Retirement doesn’t mean doing nothing. Retirement means FREEDOM.
So even if you don’t have a 6-figure salary, as long as you understand how money works and how saving and investing can allow you live your dreams, you can STILL kick ass and retire from the 9 to 5, 30-40 years earlier than everyone else!
The real secret to early retirement is that savings rate matters more than salary. A higher savings rate means you need less to live on, which also means you need a smaller portfolio to quit. Win-freaking-win!
And just because you make more money doesn’t mean you’ll be able to retire earlier. If you look at my 6-figure friend, who saves only 10%, his time to retirement is 50 years! A higher salary makes it easier to save more but that doesn’t always happen. In fact, if you don’t understand the retirement math, higher salaries just lead to higher spending. (*cough* houses *cough* purses)
So, don’t get discouraged just because you don’t have a 6-figure salary.
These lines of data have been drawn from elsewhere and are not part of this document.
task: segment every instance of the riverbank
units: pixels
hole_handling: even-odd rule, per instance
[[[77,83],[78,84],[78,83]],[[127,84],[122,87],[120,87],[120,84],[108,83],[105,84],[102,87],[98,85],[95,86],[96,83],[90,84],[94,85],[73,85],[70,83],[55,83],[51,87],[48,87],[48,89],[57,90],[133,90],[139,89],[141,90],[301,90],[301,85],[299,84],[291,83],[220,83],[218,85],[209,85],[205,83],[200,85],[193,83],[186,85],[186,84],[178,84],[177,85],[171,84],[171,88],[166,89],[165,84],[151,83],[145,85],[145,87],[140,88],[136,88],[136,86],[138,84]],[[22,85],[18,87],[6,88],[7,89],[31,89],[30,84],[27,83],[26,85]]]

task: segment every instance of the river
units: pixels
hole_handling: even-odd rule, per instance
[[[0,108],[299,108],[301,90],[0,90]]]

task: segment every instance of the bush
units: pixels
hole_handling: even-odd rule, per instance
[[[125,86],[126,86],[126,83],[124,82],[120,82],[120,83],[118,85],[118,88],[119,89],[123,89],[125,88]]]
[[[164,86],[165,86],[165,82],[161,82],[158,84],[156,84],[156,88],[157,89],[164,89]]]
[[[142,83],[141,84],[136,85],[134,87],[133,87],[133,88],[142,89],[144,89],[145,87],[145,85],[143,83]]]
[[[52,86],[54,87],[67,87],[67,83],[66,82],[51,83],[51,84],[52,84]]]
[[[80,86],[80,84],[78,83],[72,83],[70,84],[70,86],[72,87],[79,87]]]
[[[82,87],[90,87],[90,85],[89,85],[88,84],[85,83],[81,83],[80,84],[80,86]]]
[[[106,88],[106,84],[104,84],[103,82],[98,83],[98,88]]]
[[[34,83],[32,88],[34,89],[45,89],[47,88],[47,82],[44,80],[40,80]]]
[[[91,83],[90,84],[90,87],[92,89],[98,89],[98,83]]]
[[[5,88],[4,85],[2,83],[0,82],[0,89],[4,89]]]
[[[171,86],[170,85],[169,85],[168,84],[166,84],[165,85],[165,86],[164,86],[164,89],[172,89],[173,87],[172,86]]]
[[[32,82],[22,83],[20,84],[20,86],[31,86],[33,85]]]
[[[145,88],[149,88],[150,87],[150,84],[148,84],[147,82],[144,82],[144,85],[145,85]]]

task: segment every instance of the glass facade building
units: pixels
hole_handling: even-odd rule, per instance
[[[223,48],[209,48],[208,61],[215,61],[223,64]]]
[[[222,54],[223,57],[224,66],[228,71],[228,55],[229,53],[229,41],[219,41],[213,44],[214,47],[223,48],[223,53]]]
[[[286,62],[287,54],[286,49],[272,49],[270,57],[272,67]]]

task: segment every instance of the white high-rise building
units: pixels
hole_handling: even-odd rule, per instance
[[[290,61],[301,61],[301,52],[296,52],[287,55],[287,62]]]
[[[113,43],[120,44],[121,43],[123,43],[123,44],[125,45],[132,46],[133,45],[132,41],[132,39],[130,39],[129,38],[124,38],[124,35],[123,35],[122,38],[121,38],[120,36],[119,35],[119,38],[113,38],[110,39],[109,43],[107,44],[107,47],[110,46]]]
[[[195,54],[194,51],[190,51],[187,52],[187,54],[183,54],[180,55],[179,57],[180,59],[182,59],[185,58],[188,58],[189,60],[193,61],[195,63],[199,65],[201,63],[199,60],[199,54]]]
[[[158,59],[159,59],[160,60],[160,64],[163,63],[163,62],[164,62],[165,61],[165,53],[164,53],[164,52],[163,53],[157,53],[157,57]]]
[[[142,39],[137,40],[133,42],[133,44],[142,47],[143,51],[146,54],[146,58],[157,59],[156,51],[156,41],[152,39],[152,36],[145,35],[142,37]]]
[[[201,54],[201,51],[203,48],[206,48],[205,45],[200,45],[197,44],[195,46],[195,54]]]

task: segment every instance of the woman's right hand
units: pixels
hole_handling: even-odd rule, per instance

With a few adjustments to your spending, and a plan to make just a measly $10k/year each after quitting your 9 to 5 (which you will probably do anyway, because sitting on a beach every day is boring), you can retire from the nine-to-five in just 5-10 years.
Don’t let anyone tell you you can’t become financially independent just because you have a small salary. Growing up poor, if I had believed every bully who told me I was never going to be rich I wouldn’t be where I am today. And even though they grew up with more money than me, I am now richer than them. I came out ahead because I refused to let them tell me what I couldn’t do.
And you shouldn’t either. If you make less but keep more, you are WAY ahead of people who make 6 figures and piss it all away. And while they’re stuck in their job for the next 50 years, you’ll be free in just 5-10 years, doing what you love. Who’s going to be laughing then?